Kurze Lage: nächtlicher Brand in Richigen
In der Nacht auf Freitag hat in Richigen ein brennender Asthaufen einen Einsatz der Feuerwehr ausgelöst. Die Kräfte aus Worb kamen kurz vor zwei Uhr zum Einsatzort und löschten das Feuer, das sich bereits auf einen Baum und eine Böschung ausgebreitet hatte. Der Einsatz dauerte bis etwa 03:30 Uhr.
Wie der Einsatz verlief
Gemäss Mitteilung der Feuerwehr Worb stand beim Eintreffen ein Asthaufen in Flammen; daneben waren ein Baum und eine Böschung angesengt.
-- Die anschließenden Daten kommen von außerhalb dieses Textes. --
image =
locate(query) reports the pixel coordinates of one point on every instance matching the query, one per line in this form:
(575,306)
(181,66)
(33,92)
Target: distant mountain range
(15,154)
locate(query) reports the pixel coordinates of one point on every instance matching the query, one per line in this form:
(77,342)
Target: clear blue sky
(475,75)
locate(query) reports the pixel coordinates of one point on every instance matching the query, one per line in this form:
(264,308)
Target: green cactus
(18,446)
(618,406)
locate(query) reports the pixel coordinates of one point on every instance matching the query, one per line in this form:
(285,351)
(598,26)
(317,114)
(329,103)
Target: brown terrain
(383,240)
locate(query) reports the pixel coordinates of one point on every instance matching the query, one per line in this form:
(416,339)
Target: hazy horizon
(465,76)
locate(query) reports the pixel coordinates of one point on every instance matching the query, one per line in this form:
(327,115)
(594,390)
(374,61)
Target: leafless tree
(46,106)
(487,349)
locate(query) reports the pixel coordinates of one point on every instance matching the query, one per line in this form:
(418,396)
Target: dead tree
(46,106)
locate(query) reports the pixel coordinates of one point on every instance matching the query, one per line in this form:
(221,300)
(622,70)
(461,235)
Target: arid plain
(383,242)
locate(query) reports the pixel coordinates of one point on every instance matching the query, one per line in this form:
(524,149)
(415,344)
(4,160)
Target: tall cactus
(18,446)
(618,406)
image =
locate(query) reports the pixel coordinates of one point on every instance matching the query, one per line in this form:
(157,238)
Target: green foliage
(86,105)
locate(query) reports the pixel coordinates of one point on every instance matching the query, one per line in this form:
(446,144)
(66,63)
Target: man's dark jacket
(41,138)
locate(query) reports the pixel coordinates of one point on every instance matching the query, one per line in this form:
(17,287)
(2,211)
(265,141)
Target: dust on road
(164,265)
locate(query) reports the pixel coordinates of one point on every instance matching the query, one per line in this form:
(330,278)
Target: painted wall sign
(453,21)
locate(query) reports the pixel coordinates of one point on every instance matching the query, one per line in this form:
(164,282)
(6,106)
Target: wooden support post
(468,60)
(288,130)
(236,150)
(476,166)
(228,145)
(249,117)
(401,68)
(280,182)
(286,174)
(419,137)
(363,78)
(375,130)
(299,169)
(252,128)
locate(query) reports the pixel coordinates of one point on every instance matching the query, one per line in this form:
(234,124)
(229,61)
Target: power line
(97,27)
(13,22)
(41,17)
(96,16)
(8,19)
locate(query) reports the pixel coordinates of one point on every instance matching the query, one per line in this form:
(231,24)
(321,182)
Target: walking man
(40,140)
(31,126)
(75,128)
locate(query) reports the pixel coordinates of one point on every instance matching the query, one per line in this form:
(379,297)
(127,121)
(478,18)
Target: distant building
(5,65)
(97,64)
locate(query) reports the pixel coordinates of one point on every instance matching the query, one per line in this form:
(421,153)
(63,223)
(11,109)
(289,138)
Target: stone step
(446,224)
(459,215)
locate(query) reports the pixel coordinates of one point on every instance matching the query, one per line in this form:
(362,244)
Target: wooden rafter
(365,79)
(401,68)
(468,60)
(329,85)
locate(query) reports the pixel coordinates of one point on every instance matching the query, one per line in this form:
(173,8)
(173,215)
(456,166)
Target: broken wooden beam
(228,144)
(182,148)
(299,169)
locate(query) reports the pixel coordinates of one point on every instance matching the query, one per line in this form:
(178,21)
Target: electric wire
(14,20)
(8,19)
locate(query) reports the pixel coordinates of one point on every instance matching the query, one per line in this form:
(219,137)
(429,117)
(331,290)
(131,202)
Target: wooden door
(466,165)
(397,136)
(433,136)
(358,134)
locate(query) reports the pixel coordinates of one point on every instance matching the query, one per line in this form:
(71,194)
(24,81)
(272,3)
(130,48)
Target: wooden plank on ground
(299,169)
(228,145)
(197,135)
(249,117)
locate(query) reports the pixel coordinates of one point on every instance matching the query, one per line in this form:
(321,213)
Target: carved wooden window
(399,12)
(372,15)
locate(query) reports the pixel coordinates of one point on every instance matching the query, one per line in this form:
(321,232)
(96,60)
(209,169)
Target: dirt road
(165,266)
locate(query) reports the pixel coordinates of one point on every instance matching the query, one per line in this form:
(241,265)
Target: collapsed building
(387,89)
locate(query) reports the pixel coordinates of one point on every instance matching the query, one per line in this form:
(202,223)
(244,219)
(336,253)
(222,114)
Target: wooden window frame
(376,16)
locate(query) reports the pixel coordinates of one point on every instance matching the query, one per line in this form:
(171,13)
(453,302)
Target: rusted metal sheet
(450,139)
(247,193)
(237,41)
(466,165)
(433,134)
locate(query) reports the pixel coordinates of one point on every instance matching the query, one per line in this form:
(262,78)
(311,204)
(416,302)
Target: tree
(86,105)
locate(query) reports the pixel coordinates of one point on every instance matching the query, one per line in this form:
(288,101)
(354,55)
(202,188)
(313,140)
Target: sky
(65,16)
Die Einsatzkräfte löschten die betroffenen Stellen und kontrollierten anschliessend die Umgebung mit einer Wärmebildkamera, um Glutnester auszuschliessen. Der Einsatz wurde nach Abschluss der Sicherungsarbeiten dem Landbesitzer übergeben.
- Einsatzkräfte: Feuerwehr Worb, unterstützt von der Kantonspolizei Bern
- Anzahl Feuerwehrleute: 11 Angehörige
- Einsatzzeit: Alarm kurz vor 02:00 Uhr, Ende gegen 03:30 Uhr
- Schaden/Brandursache: Keine Angaben vorliegend
Bedeutung für die lokale Bevölkerung
Solche nächtlichen Brände erinnern an die Brandgefahr auch bei scheinbar kleinen Feuern wie Ast- oder Grüngut-Haufen. Besonders in den Sommermonaten können trockene Vegetation und Wind die Gefahr rasch erhöhen. Für Anwohnerinnen und Anwohner in Richigen und umliegenden Gemeinden sind folgende Punkte wichtig:
- Bei eigenen Garten- oder Grüngutfeuern sind die lokalen Vorschriften und Feuerverbote zu beachten und das Feuer nur unter sicheren Bedingungen zu betreiben.
- Rauchen oder offenes Feuer in der Nähe trockener Böschungen erhöht das Risiko; nachlassende Glut kann zu Brandausbreitung führen.
- Bei Entdeckung eines Feuers sofort die Notrufnummer 118 (Feuerwehr) wählen und Angaben zu Ort und Ausdehnung machen.
Fakten zusammengefasst
| Datum/Zeit | Nacht auf Freitag, Alarm kurz vor 02:00 Uhr |
|---|---|
| Einsatzende | Rund 03:30 Uhr |
| Einsatzkräfte | Feuerwehr Worb (11 Angehörige), Kantonspolizei Bern |
| Betroffene | Asthaufen, ein Baum, eine Böschung |
| Brandursache/Schaden | Nicht bekannt |
Die Polizei und Feuerwehr geben an, dass derzeit keine Angaben zur Brandursache oder zur Höhe des entstandenen Schadens vorliegen. Die Übergabe der Einsatzstelle an den Landbesitzer erfolgte nach den Sicherungs- und Kontrollmassnahmen.
Für die lokale Bevölkerung bleibt die Erinnerung, vorsichtig mit Feuer im Freien umzugehen und im Zweifel frühzeitig Einsatzkräfte zu alarmieren, damit kleine Brände nicht zu grösseren Gefahren werden.